Updated: Feb 28
The Rolex Milgauss has been around since 1954 and has made quite the impression on the markets. Specifically designed for the men and women working in power plants and research laboratories, it was designed to withstand highly magnetic environments due to its resistance of a magnetic flux density of up to 1,000 gauss. This meant the accuracy of the Rolex Milgauss would not be affected by strong electromagnetic fields, unlike other watches on the market.
The secret to the magnetic resistance of the Milgauss lies within the features of the wristwatch. This one of a kind Rolex model was powered by a special movement which contained anti-magnetic alloys and was encased with an iron shield known as the Faraday Cage as well as the Faraday Shield. This unique feature provided protection against outside static electrical fields, therefore ensuring the watch would continue to be precise even in extreme electromagnetic conditions.
Despite the instant popularity the Rolex Milgauss received, only two models have been made over the years. The first was Model 6541, which featured an over-sized case, bezel, and dial similar to the Rolex Submariner. Included with this model were beautiful leaf-shaped hands, a twinlock crown, a riveted construction Oyster bracelet, and a caliber 1065M movement.
The second model of the Rolex Milgauss was Model 1019. It differed from Model 6541 due to its plain, smooth-finished bezel and the engraving of the name “Milgauss” under the numeral 12 rather than above the numeral 6. It shared some of the same features as its predecessor as well.

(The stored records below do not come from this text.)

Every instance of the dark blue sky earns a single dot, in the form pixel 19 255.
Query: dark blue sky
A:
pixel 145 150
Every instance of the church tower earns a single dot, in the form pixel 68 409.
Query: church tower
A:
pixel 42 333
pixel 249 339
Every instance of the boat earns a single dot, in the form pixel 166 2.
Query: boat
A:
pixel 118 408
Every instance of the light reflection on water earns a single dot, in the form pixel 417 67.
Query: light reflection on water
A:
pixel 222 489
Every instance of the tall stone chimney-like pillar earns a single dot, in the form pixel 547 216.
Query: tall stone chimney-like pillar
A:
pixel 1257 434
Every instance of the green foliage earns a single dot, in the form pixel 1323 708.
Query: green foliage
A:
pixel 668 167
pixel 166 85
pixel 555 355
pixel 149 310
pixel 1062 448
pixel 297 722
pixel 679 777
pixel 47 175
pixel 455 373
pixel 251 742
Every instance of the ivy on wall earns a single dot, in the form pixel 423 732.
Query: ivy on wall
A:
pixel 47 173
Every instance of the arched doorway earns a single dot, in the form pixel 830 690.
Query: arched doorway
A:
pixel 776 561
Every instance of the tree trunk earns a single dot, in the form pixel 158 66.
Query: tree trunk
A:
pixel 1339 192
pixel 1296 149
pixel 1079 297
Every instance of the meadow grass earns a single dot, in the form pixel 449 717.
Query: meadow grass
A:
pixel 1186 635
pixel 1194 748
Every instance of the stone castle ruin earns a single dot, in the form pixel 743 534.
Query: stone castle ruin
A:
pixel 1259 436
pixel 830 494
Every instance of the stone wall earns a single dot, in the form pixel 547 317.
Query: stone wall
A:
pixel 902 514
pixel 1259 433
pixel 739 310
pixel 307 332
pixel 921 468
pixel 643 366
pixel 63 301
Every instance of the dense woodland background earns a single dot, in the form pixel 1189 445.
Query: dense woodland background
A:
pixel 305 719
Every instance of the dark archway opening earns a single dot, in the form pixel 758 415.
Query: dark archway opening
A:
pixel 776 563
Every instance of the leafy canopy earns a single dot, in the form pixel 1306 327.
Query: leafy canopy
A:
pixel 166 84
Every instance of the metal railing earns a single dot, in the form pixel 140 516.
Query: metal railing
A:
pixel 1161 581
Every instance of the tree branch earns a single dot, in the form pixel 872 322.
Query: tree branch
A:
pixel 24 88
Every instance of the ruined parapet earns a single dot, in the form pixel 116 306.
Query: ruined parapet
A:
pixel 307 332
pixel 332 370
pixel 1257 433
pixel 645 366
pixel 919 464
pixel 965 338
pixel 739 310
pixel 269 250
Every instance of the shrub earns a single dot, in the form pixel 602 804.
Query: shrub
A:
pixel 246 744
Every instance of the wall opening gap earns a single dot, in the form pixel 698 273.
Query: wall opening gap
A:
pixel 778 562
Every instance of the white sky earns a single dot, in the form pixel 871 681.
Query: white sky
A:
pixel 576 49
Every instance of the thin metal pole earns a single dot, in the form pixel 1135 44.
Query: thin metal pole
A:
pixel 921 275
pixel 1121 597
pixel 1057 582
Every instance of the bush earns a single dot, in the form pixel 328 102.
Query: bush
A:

As time passed by, several changes took place. The most common of these changes affected the hands of the Rolex Milgauss. Mercedes style hands with lightning bolt seconds replaced the early leaf-shaped hands, and stick-shaped hands replaced the Mercedes style ones. In fact, the stick-shaped hands were used until Rolex discontinued the Milgauss in 1987 and then restarted the production of the magnificent timepiece in 2007.
With the continued production in 2007 came new changes to the Rolex Milgauss, including a self-winding feature and water resistance at a depth of 330 feet. It also became available in steel with the option to choose between a black and a white dial. It also came with a beautiful Oysterlock bracelet featuring easy links. Although the occasional Milgauss model may have an alluring green sapphire crystal, most of the models come with no jewels or crystals but rather a simple and beautifully polished bezel, adding to the charm that attracted consumers and collectors worldwide.